掌に炎が灯る。あの時と同じ、灼熱の魔力が私の中を駆け巡る。
「“わかってくれた”・・・?ははっ・・・誰が?シルフィンが!?──あんたの、何をわかってるってんのよ!!」
炎がうねり、空気が焼ける。
──でも。
「やめて、アリア!」
シルフィンが即座に私の前に立ち、手を握った。
「──あなたは、もう“壊す”必要なんてない」
その声に、私の手から魔力が少しずつ揺らぎ、熱が下がっていく。
「・・・あの日、あなたは叫んだんでしょ?私は忘れてない。誰にも助けてもらえなかったって。──それは、とても辛かったと思う。でも、今は私がいる。だから、お願い。これ以上、あなたが“自分”を壊さないで」
その言葉は、静かに、でも確実に私の胸に届いた。
私は、目を伏せて呟いた。
「・・・わかんないよ、もう・・・」
唇が震える。止まらない。
「あんなに憎かったのに。終わったはずだったのに。・・・どうして、まだ私の中に残ってんのよ・・・!」
涙が、頬を伝った。炎は消え、魔力は霧散していく。
その時だった。
「・・・あの日、あの教室で、私が逃げなければ。笑わなければ。
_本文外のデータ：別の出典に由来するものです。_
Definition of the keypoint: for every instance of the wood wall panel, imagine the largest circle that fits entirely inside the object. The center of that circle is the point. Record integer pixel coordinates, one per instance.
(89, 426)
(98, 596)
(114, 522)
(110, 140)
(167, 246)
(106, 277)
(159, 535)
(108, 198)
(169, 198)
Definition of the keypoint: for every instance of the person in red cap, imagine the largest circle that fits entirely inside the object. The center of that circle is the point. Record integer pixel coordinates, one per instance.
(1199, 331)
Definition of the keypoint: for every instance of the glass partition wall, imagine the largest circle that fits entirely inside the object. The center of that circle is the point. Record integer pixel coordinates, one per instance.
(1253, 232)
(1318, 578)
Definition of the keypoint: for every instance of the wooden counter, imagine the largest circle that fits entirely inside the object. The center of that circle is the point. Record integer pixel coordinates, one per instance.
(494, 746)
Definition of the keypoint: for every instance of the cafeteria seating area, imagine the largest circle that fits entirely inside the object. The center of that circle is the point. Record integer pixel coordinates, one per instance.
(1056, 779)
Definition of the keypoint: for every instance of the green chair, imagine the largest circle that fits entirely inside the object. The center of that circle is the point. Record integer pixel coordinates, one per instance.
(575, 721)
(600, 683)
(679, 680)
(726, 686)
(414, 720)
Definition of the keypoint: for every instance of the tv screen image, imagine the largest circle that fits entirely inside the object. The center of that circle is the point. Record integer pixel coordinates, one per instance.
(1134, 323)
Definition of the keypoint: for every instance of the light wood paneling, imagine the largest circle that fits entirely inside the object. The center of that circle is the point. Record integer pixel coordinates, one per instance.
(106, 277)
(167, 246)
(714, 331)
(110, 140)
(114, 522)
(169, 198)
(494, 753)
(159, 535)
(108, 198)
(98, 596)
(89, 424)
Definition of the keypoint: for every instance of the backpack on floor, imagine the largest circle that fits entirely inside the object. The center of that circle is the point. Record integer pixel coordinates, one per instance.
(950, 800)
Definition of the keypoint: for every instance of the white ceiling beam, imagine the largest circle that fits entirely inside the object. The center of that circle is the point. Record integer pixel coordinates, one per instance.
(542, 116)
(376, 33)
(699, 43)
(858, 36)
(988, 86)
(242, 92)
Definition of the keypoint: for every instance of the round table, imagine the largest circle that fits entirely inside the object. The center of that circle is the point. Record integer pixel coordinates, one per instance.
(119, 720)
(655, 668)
見ないふりをしなければ──」
ノエルが、自分の言葉で語り出した。
「アリア。・・・私は、あなたを殺したと思ってる。だから、あの時燃やされたのは当然だって、ずっと思ってた。・・・むしろ、生きてたのが申し訳なかった」
その声には、嘘がなかった。
私は、何も言えなかった。
何かが、崩れていく音がした。胸の奥で。
──この人は、変わろうとしている。
なのに私は、まだ許せていない。
どうして?なぜ?それでも──
言葉にならない思いが、喉の奥で絡まって、吐き出せなかった。
私は、両手をぎゅっと握りしめたまま、俯いた。
こんなに涙が出るなんて、思ってなかった。
憎くて、憎くて、ただ燃やして、消し去って、それで終わるはずだったのに。
「・・・ノエル」
その名前を呼ぶのが、怖かった。
でも、それ以外に、もう言葉がなかった。
顔を上げる。ノエルも、私を見ていた。
目は赤く、泣き腫らしていた。
あの頃の教室で見た彼女の顔じゃない。
勝ち誇った顔でも、無関心な仮面でもない。
──ただの、ひとりの、壊れそうな女の子の顔。
私は、ゆっくりと、手を伸ばした。
彼女の前に、震える指先を差し出す。
「・・・まだ、許せてない。でも・・・」
言葉が詰まる。
「でも、私も・・・本当は、ずっと怖かったのかも。・・・終わってしまうのが」
ノエルが、ゆっくりと自分の手を重ねてきた。指先が触れる。熱が伝わる。涙がまた、一筋、頬を伝った。
「ごめんなさい・・・」
かすれた声で、ノエルが言った。
私もまた、唇を震わせながら応えた。
「・・・私こそ、ごめん」
ふたりの手が、確かに重なっていた。
痛みと後悔と、赦しきれない思いと。
そのすべてが、今ここで混ざり合っていた。
──赦すとか、赦されるとか、そんな簡単なことじゃない。だけど、それでも。
「ありがとう、シルフィン・・・」
私はふと、そう呟いていた。
彼女がいなければ、きっとこの手は、伸ばすことさえできなかった。
シルフィンは、少しだけ微笑んで──それから目尻をぬぐった。
「・・・うん、よかった。もう、二人とも、泣くの禁止」
その言葉に、私もノエルも小さく笑った。
涙まじりで、ぐちゃぐちゃな笑顔だったけど、それでも──確かに、あの頃とは違っていた。
私は、少しだけ前に進めた気がした。